Wells surprised us last week with a large dump of backlogged data, everything from her departure north in April through early July. We can now say that she appears to have nested last summer in the northern Ungava Peninsula, where a number of other tagged snowies bred last year. (Ironically, we’re still not sure where she is currently, other than somewhere in southern Canada based on the cell network through which she connected. But with longer days and brighter sun we’re hopeful her old battery will continue to recover and we’ll get all of her stored data uploaded and caught up to the present time.) Here’s a map showing all of her movement since she was originally tagged in Maine in 2017, including the four summers during which we’ve followed her:
Out on the prairies, all three of our tagged snowies have been moving north, none more dramatically than Columbia. This owl spent the whole winter in a very restricted area of northwestern Iowa, but on March 1 she started flying north, and by the next day she’d flown 267 miles (430 km) up through western Minnesota to just north of Fargo, though still on the MN side of the border. She hasn’t checked in since, which may mean she’s already moved into poor cell range in Manitoba, because her battery voltage was quite strong.

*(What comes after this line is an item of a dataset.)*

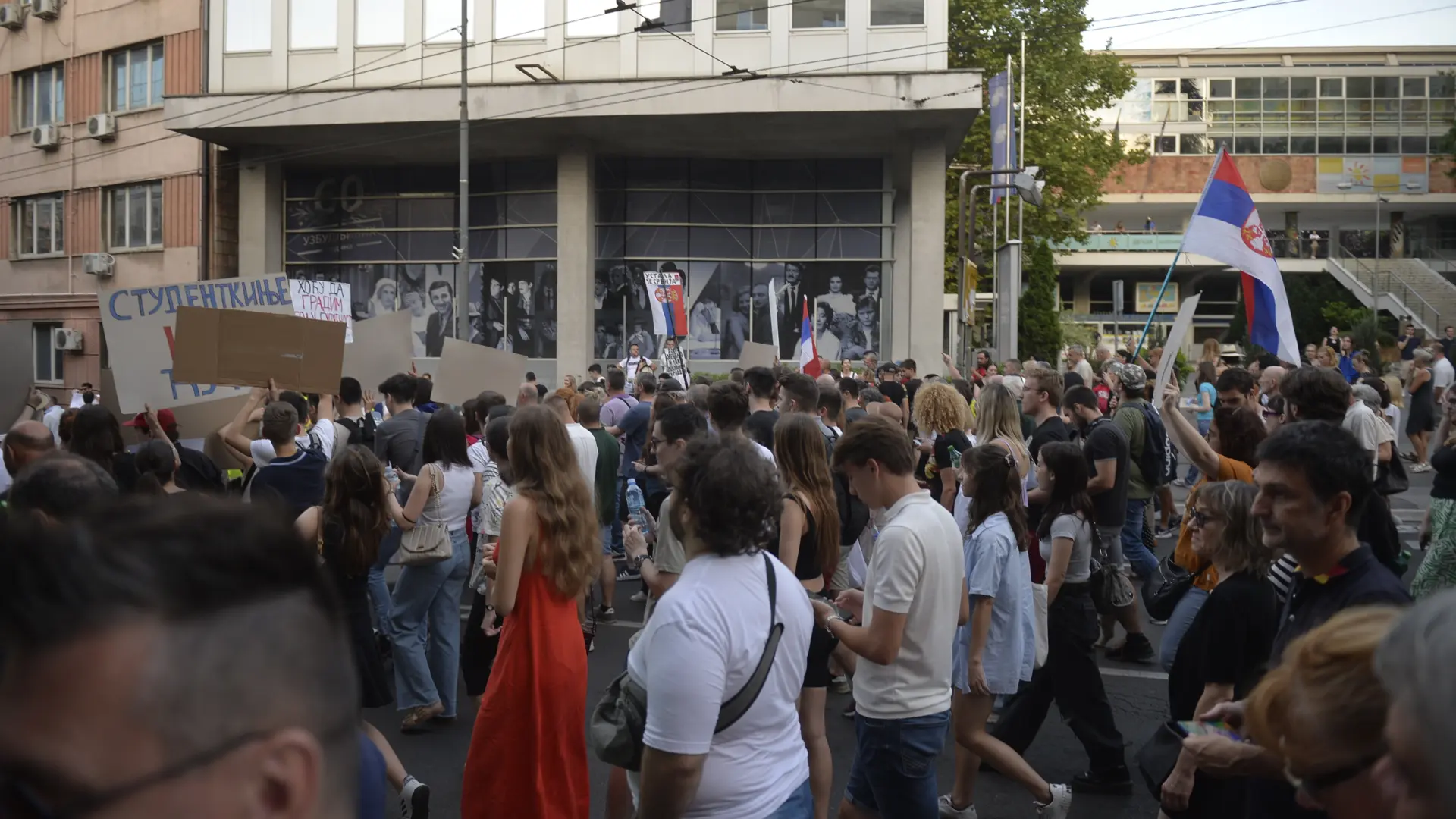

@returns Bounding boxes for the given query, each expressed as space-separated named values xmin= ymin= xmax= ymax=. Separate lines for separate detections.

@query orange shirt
xmin=1174 ymin=455 xmax=1254 ymax=592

Stella continued her season-long movements, leaving northwestern North Dakota and checking in March 3 from just south of Lampman, Saskatchewan, in the extreme southeastern corner of the province. About 200 km (125 miles) to her northeast, Argus seems unable to make up his mind — he’s doubled back on himself a couple of times in the past month, moving in a narrow band between SK and MB, near Riding Mountain National Park in western Manitoba.